«—Eh! que diable allez-vous faire là?
«—Mais il me semble que l'honneur d'être reçue avec bienveillance par un des premiers fonctionnaires de votre gouvernement, que le plaisir de causer avec un homme aussi spirituel que M. de Talleyrand, excuse suffisamment ma visite.
«—Vous ne m'aviez pas montré ce côté ambitieux de votre caractère; cela me donne beaucoup à penser; vous pourriez bien n'être pas trop éloignée de l'intrigue. Vous vous êtes trouvée avec Ouvrard; il a grand besoin de la protection des ministres, et il sait tout le parti qu'on peut tirer de celle d'une jolie femme.»
En ce moment la voiture s'arrêta à la porte de Véry. C'était Regnaud qui avait ordonné de nous y conduire.

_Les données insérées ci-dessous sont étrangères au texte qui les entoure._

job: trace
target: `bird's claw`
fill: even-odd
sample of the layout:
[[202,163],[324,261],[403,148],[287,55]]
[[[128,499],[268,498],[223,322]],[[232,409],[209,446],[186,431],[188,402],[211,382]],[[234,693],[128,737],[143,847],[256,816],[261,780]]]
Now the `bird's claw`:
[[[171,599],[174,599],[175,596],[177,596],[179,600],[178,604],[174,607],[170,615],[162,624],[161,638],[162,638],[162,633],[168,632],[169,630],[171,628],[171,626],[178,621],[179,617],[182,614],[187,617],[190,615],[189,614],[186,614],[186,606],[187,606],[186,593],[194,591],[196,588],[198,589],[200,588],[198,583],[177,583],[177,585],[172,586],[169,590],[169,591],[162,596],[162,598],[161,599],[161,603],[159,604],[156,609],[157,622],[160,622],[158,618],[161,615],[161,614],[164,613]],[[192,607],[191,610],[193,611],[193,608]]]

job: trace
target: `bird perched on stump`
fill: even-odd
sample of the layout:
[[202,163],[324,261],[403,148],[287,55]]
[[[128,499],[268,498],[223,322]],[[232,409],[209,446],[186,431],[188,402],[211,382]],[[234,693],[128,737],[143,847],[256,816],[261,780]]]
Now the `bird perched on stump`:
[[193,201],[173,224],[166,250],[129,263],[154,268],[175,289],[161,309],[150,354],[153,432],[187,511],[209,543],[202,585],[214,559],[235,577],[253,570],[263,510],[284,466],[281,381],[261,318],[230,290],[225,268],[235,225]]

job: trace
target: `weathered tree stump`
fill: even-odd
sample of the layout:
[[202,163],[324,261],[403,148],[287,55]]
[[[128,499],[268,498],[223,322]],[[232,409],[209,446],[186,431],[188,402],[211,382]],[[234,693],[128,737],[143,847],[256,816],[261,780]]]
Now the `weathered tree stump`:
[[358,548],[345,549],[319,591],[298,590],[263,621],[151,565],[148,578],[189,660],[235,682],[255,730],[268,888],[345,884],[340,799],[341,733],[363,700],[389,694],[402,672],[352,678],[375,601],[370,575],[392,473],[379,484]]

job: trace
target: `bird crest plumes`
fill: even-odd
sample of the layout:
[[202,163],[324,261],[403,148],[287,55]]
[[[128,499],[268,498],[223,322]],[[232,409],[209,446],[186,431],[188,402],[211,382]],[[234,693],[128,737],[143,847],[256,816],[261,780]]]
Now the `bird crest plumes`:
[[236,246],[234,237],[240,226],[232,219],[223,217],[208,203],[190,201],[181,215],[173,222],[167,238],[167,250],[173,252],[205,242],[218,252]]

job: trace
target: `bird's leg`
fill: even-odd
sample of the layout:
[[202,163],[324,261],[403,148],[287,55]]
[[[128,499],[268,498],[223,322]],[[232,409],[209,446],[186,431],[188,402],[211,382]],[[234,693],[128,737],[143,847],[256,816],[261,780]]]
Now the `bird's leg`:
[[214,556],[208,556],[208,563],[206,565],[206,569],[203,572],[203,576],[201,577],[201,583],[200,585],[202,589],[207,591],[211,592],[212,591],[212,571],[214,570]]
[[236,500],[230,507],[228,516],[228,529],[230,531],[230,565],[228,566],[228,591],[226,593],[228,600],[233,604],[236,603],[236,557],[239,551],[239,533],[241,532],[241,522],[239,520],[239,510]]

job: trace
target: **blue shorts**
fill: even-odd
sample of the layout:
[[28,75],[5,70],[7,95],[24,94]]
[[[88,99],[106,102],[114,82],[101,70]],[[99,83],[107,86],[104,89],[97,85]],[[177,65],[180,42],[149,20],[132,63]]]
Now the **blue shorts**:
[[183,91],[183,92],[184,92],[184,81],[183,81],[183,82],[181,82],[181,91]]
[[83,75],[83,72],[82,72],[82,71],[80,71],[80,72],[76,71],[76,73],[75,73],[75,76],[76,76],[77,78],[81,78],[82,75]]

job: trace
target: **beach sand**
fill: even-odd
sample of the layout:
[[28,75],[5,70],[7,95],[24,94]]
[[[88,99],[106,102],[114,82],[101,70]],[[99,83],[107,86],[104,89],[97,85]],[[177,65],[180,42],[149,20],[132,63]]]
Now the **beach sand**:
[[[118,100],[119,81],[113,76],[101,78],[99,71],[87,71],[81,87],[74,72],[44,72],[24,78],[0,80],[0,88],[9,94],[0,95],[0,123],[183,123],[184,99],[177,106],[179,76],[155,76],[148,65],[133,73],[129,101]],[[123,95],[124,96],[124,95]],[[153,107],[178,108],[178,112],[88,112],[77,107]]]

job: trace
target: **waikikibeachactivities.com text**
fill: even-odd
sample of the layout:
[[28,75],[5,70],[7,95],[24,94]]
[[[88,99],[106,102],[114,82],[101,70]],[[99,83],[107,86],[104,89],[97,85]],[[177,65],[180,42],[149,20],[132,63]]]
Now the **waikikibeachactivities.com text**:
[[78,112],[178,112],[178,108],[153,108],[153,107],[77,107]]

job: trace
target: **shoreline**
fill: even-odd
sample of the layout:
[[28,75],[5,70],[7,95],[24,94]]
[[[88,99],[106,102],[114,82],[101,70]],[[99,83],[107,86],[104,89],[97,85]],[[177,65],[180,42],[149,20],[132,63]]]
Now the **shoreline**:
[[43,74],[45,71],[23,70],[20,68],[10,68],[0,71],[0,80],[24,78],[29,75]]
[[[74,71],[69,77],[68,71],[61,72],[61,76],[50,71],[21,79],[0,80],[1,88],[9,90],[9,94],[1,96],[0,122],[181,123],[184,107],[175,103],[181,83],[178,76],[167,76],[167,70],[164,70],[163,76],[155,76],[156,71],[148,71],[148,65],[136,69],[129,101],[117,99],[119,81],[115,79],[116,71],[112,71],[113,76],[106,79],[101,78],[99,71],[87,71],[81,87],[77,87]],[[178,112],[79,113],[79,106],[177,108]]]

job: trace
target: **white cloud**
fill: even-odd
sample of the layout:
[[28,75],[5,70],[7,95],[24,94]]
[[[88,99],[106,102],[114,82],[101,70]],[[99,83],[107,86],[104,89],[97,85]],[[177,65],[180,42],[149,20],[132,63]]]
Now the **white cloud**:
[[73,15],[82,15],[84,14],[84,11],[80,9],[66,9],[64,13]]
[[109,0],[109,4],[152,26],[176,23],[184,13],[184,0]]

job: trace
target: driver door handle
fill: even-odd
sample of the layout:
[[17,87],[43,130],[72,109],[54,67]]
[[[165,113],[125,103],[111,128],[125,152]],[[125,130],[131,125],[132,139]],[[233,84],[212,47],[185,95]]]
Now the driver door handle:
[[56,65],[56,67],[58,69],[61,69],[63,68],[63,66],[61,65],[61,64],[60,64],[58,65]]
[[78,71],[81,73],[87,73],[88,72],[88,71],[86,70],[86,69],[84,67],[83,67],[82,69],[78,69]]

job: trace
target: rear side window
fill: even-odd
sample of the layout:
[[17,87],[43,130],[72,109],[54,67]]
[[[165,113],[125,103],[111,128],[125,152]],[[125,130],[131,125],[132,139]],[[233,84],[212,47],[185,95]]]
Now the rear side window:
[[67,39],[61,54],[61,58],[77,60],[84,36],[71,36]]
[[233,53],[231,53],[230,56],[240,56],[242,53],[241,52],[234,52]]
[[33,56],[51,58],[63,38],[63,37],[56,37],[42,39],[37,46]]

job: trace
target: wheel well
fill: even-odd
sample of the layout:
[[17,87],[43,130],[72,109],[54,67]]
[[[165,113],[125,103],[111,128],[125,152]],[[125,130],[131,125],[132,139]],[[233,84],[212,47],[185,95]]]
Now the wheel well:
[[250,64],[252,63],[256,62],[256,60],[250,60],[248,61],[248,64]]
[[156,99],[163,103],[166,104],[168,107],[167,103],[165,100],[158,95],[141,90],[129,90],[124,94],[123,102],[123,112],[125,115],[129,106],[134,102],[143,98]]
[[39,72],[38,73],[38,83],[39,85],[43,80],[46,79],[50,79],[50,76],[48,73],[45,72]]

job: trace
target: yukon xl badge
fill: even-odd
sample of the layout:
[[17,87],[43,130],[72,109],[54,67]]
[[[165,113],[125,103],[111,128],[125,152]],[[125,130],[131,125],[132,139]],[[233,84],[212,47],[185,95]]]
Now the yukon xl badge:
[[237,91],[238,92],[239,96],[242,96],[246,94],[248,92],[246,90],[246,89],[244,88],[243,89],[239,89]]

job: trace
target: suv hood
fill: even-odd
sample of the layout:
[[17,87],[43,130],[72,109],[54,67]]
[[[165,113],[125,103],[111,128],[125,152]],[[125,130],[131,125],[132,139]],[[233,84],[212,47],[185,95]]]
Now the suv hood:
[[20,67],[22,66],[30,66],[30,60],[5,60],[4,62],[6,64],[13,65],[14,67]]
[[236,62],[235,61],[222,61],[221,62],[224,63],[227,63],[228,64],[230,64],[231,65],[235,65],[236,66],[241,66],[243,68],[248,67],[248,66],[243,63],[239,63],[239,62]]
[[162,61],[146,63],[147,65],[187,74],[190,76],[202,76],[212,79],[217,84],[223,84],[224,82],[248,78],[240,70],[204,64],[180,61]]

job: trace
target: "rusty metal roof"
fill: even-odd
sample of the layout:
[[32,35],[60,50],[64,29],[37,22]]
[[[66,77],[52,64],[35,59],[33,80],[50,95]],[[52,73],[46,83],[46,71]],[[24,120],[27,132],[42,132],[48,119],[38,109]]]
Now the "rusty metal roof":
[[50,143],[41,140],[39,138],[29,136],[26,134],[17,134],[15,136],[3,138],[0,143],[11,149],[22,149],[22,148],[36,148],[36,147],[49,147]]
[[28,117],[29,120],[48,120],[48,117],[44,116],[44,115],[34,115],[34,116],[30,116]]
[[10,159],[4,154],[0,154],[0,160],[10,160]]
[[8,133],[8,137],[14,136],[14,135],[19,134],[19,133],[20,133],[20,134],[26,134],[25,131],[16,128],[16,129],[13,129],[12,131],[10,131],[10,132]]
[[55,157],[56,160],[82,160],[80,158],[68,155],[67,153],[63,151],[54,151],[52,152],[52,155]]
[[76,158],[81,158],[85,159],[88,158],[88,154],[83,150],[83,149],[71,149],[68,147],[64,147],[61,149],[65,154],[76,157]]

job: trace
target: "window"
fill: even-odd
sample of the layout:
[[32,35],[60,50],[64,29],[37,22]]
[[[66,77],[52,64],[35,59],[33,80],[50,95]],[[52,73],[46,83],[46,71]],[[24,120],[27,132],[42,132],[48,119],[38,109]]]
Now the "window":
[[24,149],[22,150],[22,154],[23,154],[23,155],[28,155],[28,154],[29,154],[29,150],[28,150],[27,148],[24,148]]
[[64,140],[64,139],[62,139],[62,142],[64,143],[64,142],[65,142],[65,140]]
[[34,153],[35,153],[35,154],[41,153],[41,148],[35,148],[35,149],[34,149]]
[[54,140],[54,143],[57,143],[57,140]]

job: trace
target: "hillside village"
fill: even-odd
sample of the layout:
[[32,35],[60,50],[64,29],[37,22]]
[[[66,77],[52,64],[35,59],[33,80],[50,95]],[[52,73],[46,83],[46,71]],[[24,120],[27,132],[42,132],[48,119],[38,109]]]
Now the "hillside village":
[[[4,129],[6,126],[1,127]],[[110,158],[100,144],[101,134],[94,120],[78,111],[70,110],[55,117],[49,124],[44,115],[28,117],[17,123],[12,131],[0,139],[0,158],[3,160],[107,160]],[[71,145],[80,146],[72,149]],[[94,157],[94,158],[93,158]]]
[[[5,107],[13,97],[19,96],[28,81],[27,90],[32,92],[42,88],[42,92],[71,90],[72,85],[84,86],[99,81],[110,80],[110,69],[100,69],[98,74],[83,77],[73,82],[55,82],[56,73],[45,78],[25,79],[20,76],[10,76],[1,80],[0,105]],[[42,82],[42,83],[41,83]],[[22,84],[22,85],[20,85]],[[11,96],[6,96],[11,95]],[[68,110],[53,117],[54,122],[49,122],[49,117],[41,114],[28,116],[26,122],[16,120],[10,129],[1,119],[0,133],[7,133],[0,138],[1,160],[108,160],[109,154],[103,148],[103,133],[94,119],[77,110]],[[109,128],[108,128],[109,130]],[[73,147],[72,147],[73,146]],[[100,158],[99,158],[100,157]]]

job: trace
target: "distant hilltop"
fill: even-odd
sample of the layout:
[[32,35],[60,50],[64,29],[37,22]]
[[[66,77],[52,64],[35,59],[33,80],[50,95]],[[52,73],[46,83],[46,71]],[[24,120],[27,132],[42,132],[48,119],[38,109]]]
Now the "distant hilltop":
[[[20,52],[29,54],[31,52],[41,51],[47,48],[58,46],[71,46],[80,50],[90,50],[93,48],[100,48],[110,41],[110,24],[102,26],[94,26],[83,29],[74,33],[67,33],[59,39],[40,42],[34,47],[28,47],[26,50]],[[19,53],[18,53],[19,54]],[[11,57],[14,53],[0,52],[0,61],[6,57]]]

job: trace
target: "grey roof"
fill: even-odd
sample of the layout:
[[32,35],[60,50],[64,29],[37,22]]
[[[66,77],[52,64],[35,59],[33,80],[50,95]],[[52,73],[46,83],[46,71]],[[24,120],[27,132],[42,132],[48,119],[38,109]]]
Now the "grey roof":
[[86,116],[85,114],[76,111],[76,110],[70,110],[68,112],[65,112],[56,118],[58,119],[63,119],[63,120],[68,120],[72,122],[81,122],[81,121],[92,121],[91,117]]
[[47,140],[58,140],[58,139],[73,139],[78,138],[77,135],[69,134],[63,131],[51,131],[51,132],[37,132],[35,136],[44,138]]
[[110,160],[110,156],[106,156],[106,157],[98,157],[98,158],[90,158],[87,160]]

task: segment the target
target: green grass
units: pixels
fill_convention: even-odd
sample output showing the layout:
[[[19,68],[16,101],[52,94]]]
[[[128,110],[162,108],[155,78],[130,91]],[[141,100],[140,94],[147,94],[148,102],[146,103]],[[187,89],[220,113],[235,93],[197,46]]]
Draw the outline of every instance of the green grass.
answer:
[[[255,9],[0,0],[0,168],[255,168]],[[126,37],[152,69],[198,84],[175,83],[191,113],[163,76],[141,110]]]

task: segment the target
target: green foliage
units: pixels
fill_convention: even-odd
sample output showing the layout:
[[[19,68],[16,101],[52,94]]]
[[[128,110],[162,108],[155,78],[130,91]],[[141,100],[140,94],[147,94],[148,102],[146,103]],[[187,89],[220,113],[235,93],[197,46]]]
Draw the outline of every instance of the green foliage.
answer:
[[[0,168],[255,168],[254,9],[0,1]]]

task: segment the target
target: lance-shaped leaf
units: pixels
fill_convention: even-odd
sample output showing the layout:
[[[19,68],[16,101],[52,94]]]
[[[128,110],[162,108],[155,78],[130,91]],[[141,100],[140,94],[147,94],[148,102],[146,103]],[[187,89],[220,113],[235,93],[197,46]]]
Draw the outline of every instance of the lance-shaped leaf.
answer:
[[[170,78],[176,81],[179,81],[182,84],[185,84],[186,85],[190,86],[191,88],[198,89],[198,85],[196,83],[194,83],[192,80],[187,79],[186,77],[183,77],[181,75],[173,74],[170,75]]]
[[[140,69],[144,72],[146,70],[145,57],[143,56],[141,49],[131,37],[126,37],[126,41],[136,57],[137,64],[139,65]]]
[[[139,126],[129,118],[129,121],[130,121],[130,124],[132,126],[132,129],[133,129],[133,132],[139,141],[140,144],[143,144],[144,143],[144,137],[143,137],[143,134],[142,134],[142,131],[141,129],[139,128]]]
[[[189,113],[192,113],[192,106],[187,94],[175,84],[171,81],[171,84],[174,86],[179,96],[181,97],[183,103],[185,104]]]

«Je ne descendrai point ici avec vous, monsieur; vos premiers reproches ne m'ont paru que ridicules, mais votre dernière offense, mais vos derniers soupçons me révoltent. Sachez qu'un homme ne me maltraitera jamais deux fois.
«—Vous maltraiter! mais je ne vous ai pas touchée.
«—L'excuse est singulière; n'est-ce qu'en battant les gens qu'on les maltraite?
«—Ah, ma chère, si j'en avais le droit, vous auriez aujourd'hui couru de grands risques.»
Je ris beaucoup de la menace, et comme en riant j'étais désarmée, je consentis à descendre et à entrer dans un cabinet qui avait vue sur la rue. Un remarquable équipage vint à passer.
«C'est Ouvrard me dit Regnaud. Est-il vrai que vous ne le voyez pas?